What are the environmental consequences of suburban growth? Environmentalists advocate living in public transit friendly cities featuring higher population densities. In future posts, I’d like to discuss the benefits of sprawl but here I’ll focus on analyzing some of the key environmental costs caused by sprawl.
Here are some candidates:
A. More Driving leading to more smog, more SUVs and more CO2 production?
B. Longer Commutes?
C. More road paving?
D. More water consumption?
E. More conversion of farmland into suburbia?
Let’s start with Topic A and to earn some street credibility let me show you some mildly interesting facts. Using the 2001 National Household Transportation Survey, the unit of analysis is a household. For 13658 households who live in one of 49 metropolitan areas (these are all of the metro areas identified in the data set), I use data on the aggregate annual gallons of gasoline consumed by the household. The log of this variable is the dependent variable.
Controlling for the log of household income (linc), the household’s size (hhsize) and the head of household’s age (hhr_age and age squared), I want to show you new evidence on the relationship between urban population density and gallons of gasoline consumed by driving. Below, log(MSA Density) = log(average Population density in the Metropolitan area). This variable varies across metro areas but not within metro-areas. Log(Census Tract Density) = log(population density in the census tract where the household lives). The variablevaries across and within metropolitan areas. From reading Jim Hamilton’s blog I see that he posts univariate regressions so I know that folks are hungry for more regression output, so here it is!
Log(Gallons) = controls -.252*log(MSA Density) - .307*log(Census Tract Density) + .934*log(household Income)
You learn 3 things from this multivariate OLS regression. Gasoline’s income elasticity is close to 1. Controlling for household demographics, a 10% increase in a metropolitan area’s density reduces gasoline consumption by 2.5%. According to my Data, San Francisco’s “ldens” = 9.33 while Houston’s “ldens” = 8.37, so I predict that all else equal if a household moved from San Francisco to Houston and lived at the same population density at the census tract level (ldens2), its gasoline consumption would increase by: exp( -.25*(8.37-9.33))- 1 = 27.1% That’s a pretty serious sprawl effect!!
Controlling for a metro area’s overall density, a 10% increase in census tract population density reduces gasoline consumption by 3.1%. For those of you who care about robustness, the within metro area elasticity does not change if I include MSA fixed effects.
When households live in the suburbs, they drive more miles and they are more likely to own a SUV (see my book Green Cities: Urban Growth and the Environment posted to my Fletcher webpage). Both of these facts generate the gasoline result.
So, let’s return to our checklist;
More Driving (yes), more SUVs (yes) and more CO2 production (yes)?
More smog? No! To appreciate this point let’s go to where the action is ---
The Los Angeles Basin suffers from the highest levels of air pollution in the United States, with the pollution caused mainly by vehicle emissions. But Los Angeles has made dramatic progress on air pollution over the last 25 years. For ambient ozone, a leading indicator of smog, the average of the top 30 daily peak one-hour readings across the county’s 9 continuously operated monitoring stations declined 55% from 0.21 to 0.095 parts per million between 1980 and 2002. The number of days per year exceeding the federal one-hour ozone standard declined by an even larger amount—from about 150 days per year at the worst locations during the early 1980s, down to 20 to 30 days per year today. (Data source: California Ambient Air Quality Data CD, 1980-2002 (California Air Resources Board). Recent pollution gains are especially notable because Los Angeles County’s population grew by 29 percent between 1980 and 2000, while total automobile mileage grew by 70 percent (Census of Population and Housing 1980 and 2000; California Department of Transportation 2003). For air quality to improve as total vehicle mileage increases indicates that emissions per mile of driving must be declining sharply. Returning to the language of Scale, composition and technique --- for urban air pollution composition and technique effects have offset scale effects.

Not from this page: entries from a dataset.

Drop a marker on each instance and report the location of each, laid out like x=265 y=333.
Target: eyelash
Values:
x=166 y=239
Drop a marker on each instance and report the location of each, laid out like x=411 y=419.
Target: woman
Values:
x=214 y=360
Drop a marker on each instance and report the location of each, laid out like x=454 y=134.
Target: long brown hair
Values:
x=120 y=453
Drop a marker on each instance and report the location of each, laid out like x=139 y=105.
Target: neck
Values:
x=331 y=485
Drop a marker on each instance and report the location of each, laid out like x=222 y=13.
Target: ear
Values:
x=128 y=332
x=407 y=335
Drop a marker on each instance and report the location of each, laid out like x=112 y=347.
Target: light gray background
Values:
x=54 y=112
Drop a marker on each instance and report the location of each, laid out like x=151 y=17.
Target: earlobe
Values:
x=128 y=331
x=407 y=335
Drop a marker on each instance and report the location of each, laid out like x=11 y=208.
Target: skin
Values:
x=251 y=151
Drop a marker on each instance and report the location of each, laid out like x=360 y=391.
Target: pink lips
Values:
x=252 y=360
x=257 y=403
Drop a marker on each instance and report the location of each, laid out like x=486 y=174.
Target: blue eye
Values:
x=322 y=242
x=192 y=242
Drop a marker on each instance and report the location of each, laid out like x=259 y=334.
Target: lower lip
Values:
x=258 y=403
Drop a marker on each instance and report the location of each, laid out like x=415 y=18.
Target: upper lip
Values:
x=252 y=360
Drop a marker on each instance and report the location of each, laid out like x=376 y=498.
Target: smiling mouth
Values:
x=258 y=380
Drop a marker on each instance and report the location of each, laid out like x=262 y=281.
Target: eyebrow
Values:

Areas such as Riverside and San Bernardino in California have experienced enormous growth while ozone levels have fallen sharply. Sprawl didn’t cause this pollution reduction but it also didn’t seriously exacerbate the initial problem. For more evidence on this see my paper --- Smog Reduction's Impact on California County Growth. Journal of Regional Science, August 2000.
An Open Research Question: As cities cleanup their smog problems, what is the marginal benefit from further smog reductions? Are there diminishing returns to clean air days? To push this point a little further --- in a heterogeneous population where some people (think asthmatics) are more at risk than others to suffer from pollution, if our goal is to protect these folks must we scrub the air such that there are no “Smog Days” each year? Or could a city be a “Green City” if it has 5 smoggy days a year but does a great job predicting when those days will occur and spreading the information using the media and the Internet to get the word out to susceptible people to stay inside or go away those days.
In future days, I will return to points B-E above.